What Clinical Psychologists Should Be Interested In
- Investigative - Investigative occupations frequently involve working with ideas, and require an extensive amount of thinking. These occupations can involve searching for facts and figuring out problems mentally.
- Social - Social occupations frequently involve working with, communicating with, and teaching people. These occupations often involve helping or providing service to others.
- Artistic - Artistic occupations frequently involve working with forms, designs and patterns. They often require self-expression and the work can be done without following a clear set of rules.

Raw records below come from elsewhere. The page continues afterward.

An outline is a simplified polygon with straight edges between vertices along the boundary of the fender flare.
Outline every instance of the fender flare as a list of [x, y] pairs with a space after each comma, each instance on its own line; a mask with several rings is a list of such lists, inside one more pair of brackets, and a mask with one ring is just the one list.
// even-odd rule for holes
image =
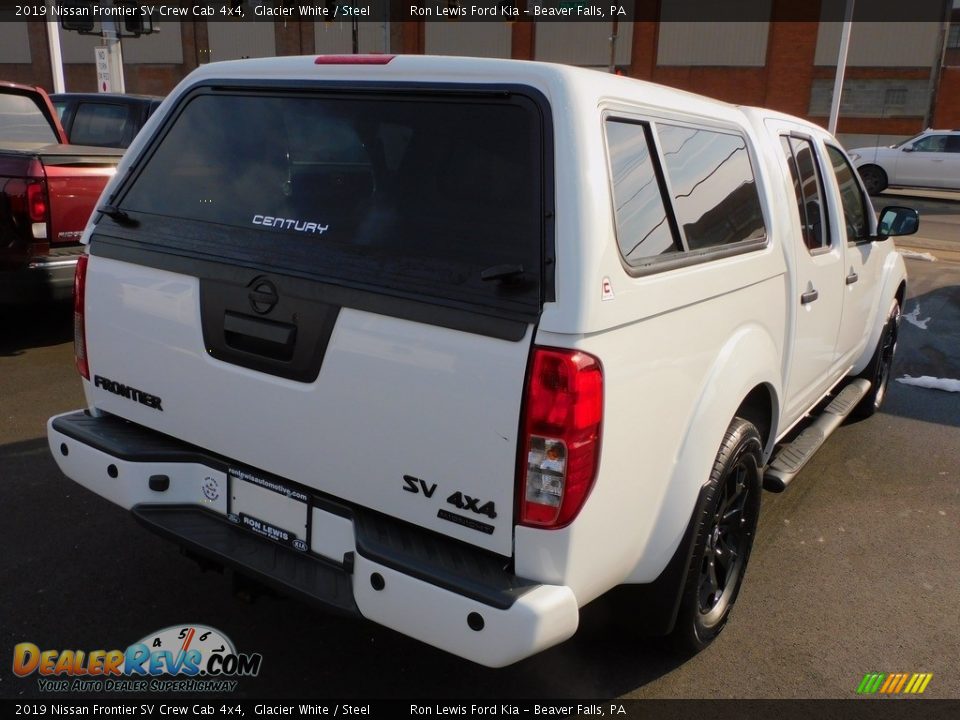
[[656, 525], [651, 532], [653, 547], [662, 552], [644, 558], [625, 583], [634, 592], [652, 634], [668, 633], [676, 622], [680, 594], [686, 582], [695, 534], [691, 532], [703, 491], [730, 421], [750, 392], [764, 386], [770, 392], [770, 432], [764, 460], [772, 451], [780, 416], [780, 355], [771, 334], [757, 324], [744, 325], [730, 337], [701, 386], [695, 412], [675, 459]]

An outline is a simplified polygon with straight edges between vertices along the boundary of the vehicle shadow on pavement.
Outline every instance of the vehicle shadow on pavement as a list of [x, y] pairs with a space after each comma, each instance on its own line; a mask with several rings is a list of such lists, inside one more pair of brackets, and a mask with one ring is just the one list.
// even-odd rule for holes
[[0, 307], [0, 357], [61, 345], [73, 339], [73, 305], [44, 303]]
[[[252, 607], [257, 615], [275, 618], [273, 634], [264, 633], [258, 641], [250, 635], [260, 630], [248, 628], [252, 633], [245, 630], [244, 646], [260, 649], [268, 637], [287, 638], [282, 654], [276, 647], [264, 654], [272, 671], [265, 665], [260, 677], [243, 683], [252, 697], [582, 701], [634, 692], [689, 659], [670, 653], [657, 639], [626, 632], [608, 614], [604, 598], [582, 609], [573, 638], [500, 669], [475, 665], [372, 623], [331, 618], [296, 601], [264, 598]], [[312, 658], [307, 667], [296, 662], [305, 656]]]
[[[21, 442], [0, 445], [0, 480], [12, 481], [13, 476], [20, 470], [26, 469], [29, 463], [35, 462], [39, 455], [46, 455], [47, 439], [34, 438]], [[21, 465], [21, 467], [14, 467]], [[0, 499], [3, 499], [0, 494]], [[8, 507], [13, 507], [9, 505]]]
[[870, 197], [874, 210], [879, 215], [886, 207], [910, 207], [920, 212], [920, 230], [923, 230], [923, 218], [940, 215], [956, 215], [960, 213], [960, 196], [957, 200], [918, 198], [896, 195], [872, 195]]
[[[960, 393], [915, 385], [960, 382], [960, 285], [908, 298], [881, 412], [960, 427]], [[907, 380], [907, 382], [902, 382]], [[944, 384], [944, 383], [941, 383]]]

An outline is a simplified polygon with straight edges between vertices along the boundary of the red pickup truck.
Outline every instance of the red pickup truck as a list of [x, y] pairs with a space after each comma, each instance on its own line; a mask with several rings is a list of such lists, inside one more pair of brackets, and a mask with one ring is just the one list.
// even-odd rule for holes
[[80, 235], [122, 155], [68, 144], [41, 88], [0, 82], [0, 304], [70, 297]]

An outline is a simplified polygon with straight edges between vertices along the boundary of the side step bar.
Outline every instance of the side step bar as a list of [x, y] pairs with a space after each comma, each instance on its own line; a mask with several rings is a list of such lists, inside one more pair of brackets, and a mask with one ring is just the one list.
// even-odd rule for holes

What Clinical Psychologists Need to Learn
- Psychology - Knowledge of human behavior and performance; individual differences in ability, personality, and interests; learning and motivation; psychological research methods; and the assessment and treatment of behavioral and affective disorders.
- Therapy and Counseling - Knowledge of principles, methods, and procedures for diagnosis, treatment, and rehabilitation of physical and mental dysfunctions, and for career counseling and guidance.
- English Language - Knowledge of the structure and content of the English language including the meaning and spelling of words, rules of composition, and grammar.
- Customer and Personal Service - Knowledge of principles and processes for providing customer and personal services. This includes customer needs assessment, meeting quality standards for services, and evaluation of customer satisfaction.
- Law and Government - Knowledge of laws, legal codes, court procedures, precedents, government regulations, executive orders, agency rules, and the democratic political process.
- Administration and Management - Knowledge of business and management principles involved in strategic planning, resource allocation, human resources modeling, leadership technique, production methods, and coordination of people and resources.